However, Barclays said it did not “really change anything” as new coal-fired power plants were unlikely before the EPA published its New Source Performance Standards.

The bank said cheap gas and soft domestic energy demand was hurting the thermal coal industry more than the EPA as it made new gas price forecasts.

“Abundant and prolific shale gas resources, coupled with the proven ability of US explorers and producers to deliver large production growth at prices of $US4-5 per million British thermal units, suggest that the upside risks to prices are limited, even in the context of growth of demand and exports,” Barclays said.

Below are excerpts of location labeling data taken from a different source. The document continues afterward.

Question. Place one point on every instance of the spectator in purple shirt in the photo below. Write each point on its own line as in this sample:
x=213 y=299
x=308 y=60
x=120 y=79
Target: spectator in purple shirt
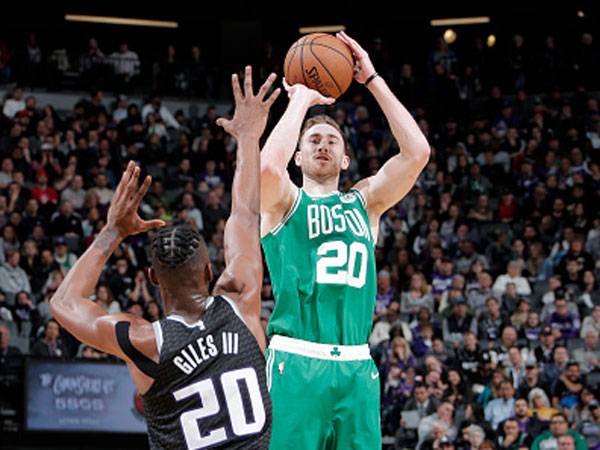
x=442 y=277
x=565 y=321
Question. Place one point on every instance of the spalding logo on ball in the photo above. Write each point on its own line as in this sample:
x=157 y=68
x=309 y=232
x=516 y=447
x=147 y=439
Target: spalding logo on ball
x=320 y=61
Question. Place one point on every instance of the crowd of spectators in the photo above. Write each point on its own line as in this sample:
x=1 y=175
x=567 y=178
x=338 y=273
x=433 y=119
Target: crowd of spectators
x=486 y=329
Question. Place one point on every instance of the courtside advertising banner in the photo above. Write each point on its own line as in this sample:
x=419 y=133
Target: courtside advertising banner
x=81 y=396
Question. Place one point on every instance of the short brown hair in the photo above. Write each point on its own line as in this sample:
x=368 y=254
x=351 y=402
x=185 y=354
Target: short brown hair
x=323 y=118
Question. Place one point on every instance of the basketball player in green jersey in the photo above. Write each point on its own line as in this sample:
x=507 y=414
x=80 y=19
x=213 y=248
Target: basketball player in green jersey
x=319 y=247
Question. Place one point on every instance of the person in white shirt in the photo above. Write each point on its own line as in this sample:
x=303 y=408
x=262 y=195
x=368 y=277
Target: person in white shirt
x=14 y=104
x=126 y=62
x=513 y=275
x=502 y=407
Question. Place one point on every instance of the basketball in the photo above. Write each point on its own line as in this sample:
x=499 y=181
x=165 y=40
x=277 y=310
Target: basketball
x=320 y=61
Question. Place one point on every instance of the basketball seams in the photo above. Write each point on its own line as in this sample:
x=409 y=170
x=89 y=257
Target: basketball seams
x=302 y=65
x=334 y=49
x=326 y=70
x=292 y=56
x=326 y=46
x=317 y=57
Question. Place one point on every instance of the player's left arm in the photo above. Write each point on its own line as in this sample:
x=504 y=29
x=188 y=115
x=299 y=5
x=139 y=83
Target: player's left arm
x=242 y=278
x=71 y=305
x=398 y=175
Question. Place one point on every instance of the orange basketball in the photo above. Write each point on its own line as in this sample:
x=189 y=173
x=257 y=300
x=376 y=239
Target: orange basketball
x=320 y=61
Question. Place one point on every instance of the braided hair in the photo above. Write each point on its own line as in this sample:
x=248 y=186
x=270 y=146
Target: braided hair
x=174 y=246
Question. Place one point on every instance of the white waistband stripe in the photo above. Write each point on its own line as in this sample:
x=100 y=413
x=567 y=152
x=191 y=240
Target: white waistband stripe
x=320 y=351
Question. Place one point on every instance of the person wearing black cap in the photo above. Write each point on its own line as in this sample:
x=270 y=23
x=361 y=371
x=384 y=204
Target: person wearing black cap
x=459 y=322
x=544 y=354
x=445 y=443
x=532 y=379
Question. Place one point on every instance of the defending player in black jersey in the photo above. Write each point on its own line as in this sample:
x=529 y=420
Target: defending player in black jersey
x=201 y=370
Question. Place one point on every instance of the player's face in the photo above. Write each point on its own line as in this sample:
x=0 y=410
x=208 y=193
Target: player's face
x=322 y=153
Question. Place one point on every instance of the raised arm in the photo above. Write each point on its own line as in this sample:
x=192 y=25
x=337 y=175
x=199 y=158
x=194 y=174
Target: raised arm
x=71 y=305
x=277 y=190
x=397 y=176
x=242 y=278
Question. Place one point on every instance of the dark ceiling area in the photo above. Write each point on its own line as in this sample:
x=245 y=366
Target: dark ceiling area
x=226 y=30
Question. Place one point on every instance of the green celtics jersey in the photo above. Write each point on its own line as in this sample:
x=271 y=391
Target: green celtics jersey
x=322 y=265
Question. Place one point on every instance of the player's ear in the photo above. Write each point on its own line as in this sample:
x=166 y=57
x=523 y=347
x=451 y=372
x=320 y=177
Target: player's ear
x=152 y=276
x=345 y=162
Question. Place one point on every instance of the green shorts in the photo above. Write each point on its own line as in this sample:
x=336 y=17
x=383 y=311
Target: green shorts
x=324 y=397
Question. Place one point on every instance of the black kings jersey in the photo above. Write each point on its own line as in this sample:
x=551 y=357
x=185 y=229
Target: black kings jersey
x=210 y=385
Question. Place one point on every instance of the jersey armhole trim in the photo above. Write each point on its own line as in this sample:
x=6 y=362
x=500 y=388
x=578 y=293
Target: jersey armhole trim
x=158 y=336
x=360 y=196
x=289 y=214
x=234 y=306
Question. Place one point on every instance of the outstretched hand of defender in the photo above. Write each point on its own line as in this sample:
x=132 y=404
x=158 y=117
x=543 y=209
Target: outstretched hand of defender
x=251 y=111
x=364 y=67
x=122 y=214
x=313 y=96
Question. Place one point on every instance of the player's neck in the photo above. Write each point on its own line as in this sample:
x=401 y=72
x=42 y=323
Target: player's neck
x=319 y=186
x=188 y=304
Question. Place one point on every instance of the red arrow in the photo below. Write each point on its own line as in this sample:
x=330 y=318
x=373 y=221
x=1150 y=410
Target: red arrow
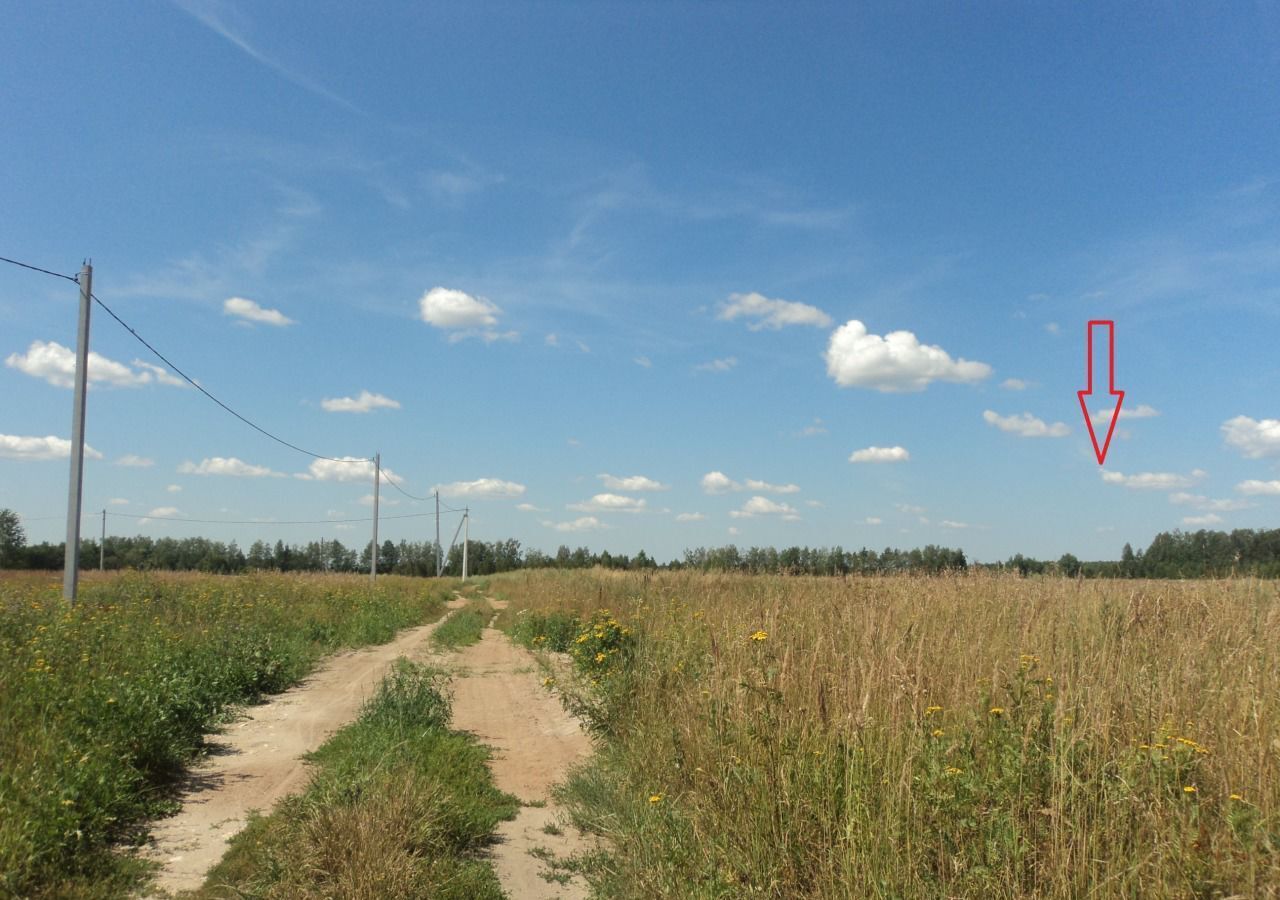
x=1111 y=388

“We project natural gas prices to average $3.73/MMBtu in 2013 and [to] strengthen to $3.88 and $4.15/MMBtu in 2014 and 2015 respectively.”

Barclays estimated that the US coal displacement by gas had halved from last year’s levels due to tightening gas balances.

“While we expect it to continue to drop in the coming years, it should remain a key dynamic for balancing the natural gas markets in 2014 and 2015.”

The EPA’s next impacts to America’s coal-firing utilities are expected through its emissions-related Existing Source Performance Standards due in mid-2014.

But Barlcays said these would be laid out as guidelines to the states – unlike the NSPS – and they would need time to adhere.

“Accordingly, it could be years before ESPS actually affects coal burn rates,” Barclays said.

As part of its view that key US coal producers are more impacted by the debt they had taken on to buy metallurgical coal assets at “what we can now safely call peak prices”, Barclays maintained underweight ratings on bonds held by Arch Coal and Alpha Natural Resources.

Barclays downgraded its rating from “market weight” to “underweight” on Peabody Energy’s 2018, 2021 and 2021 senior notes despite a “modest cash burn” compared to Alpha and Arch.